It stands to reason that if you want stronger structures you need to build them with stronger components, such as high strength bolts. That means bolts manufactured with some grade of steel, chosen for the tensile strength generally required for the application and industry in which the bolt is typically used. And this is where it can start to get confusing.
There are two major standards organizations that categorize bolts by their mechanical properties and each differs from the other in how they are designated. The American Society for Testing and Materials (ASTM) assigns high strength, also known as structural, bolts to one of three designations: ASTM A563, Al94 and F3125 (formerly A325, which, for familiarity’s sake, we’ll continue to use in this post).The Society of Automotive Engineers (SAE) has identified seven different grades of structural bolts, numbered from 2 to 8. To keep this as simple as possible, we’re going to limit our discussion to the specific grades typically used for structural bolting projects.
ASTM A325 and SAE Grade 5 are the two most popular bolt grades for structural bolting. Grade 5 bolts are manufactured with a medium carbon zinc-plated alloy steel while A325s are commonly made with a medium carbon or alloy steel, or boron steel (designated as Type 1), a low carbon martensitic steel (Type 2), or a weathering steel (Type 3). The general properties as well as the physical and chemical strengths of the two bolts are basically the same, but engineers usually recommend ASTM A325 bolts for heavy construction projects, while SAE Grade 5s are more popular for OEM equipment assembly.

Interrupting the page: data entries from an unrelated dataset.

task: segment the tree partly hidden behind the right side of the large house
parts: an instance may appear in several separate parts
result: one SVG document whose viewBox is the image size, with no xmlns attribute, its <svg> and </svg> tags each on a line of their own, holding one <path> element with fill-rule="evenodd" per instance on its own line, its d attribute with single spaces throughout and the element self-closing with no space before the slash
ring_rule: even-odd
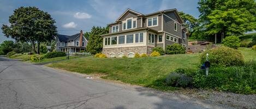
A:
<svg viewBox="0 0 256 109">
<path fill-rule="evenodd" d="M 192 33 L 194 32 L 194 28 L 198 27 L 197 18 L 193 17 L 192 15 L 185 14 L 182 11 L 178 12 L 178 14 L 181 16 L 182 20 L 184 21 L 185 27 L 188 29 L 190 35 L 192 35 Z"/>
</svg>

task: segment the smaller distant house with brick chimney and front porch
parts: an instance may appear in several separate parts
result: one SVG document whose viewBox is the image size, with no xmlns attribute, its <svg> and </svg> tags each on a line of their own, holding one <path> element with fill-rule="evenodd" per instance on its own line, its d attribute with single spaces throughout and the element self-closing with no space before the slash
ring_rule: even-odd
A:
<svg viewBox="0 0 256 109">
<path fill-rule="evenodd" d="M 57 52 L 67 52 L 67 53 L 78 53 L 81 50 L 85 50 L 88 39 L 82 34 L 82 30 L 80 33 L 68 36 L 68 35 L 57 35 Z"/>
</svg>

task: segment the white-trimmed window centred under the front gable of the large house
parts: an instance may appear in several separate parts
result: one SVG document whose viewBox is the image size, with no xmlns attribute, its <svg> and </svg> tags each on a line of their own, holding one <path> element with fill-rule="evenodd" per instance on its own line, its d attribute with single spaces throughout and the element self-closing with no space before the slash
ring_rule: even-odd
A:
<svg viewBox="0 0 256 109">
<path fill-rule="evenodd" d="M 137 18 L 127 18 L 126 21 L 123 21 L 123 30 L 129 30 L 137 28 Z"/>
</svg>

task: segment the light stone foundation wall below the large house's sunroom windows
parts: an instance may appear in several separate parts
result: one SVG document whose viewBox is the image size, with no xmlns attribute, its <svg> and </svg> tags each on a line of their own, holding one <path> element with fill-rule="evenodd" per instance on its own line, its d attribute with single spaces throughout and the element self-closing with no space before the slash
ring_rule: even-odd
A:
<svg viewBox="0 0 256 109">
<path fill-rule="evenodd" d="M 150 49 L 151 49 L 151 52 L 152 52 L 152 47 L 148 47 L 148 50 L 150 50 Z M 116 57 L 118 57 L 118 53 L 123 53 L 123 55 L 128 56 L 128 53 L 146 54 L 147 50 L 146 50 L 146 46 L 143 46 L 143 47 L 123 47 L 123 48 L 103 48 L 102 53 L 105 54 L 107 57 L 110 57 L 110 53 L 114 53 L 114 55 Z"/>
</svg>

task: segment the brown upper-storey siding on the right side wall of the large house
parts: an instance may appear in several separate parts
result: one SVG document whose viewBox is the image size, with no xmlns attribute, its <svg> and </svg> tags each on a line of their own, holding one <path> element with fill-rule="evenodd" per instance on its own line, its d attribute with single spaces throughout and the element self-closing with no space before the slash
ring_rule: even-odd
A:
<svg viewBox="0 0 256 109">
<path fill-rule="evenodd" d="M 181 37 L 181 24 L 177 23 L 177 31 L 174 30 L 174 21 L 164 15 L 163 31 Z"/>
</svg>

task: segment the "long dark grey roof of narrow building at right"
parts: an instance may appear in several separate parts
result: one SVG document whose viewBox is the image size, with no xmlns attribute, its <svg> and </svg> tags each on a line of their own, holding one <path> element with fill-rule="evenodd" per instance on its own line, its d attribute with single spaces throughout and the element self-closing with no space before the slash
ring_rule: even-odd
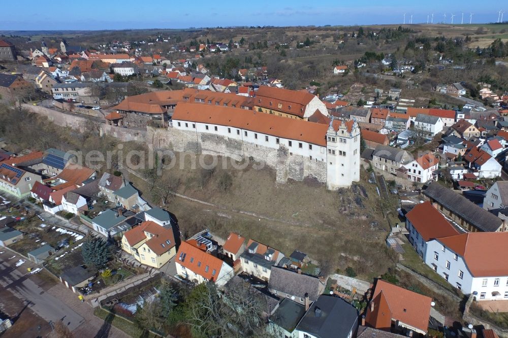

We should note here that while the highest SAE standard structural bolt grade is 8, there is actually one more grade reserved for the heaviest-duty assemblies – Grade 9 – one of the strongest structural bolts available today. You’ll find it often used in assembling heavy machinery, such as bulldozers.
While there are some standard rules to consider when choosing a high strength bolt for a specific application, what’s really important is having a good understanding of the specific material and tensile strength requirements, as well as any other appropriate considerations, depending on your particular need. Unique circumstances may call for a unique bolt.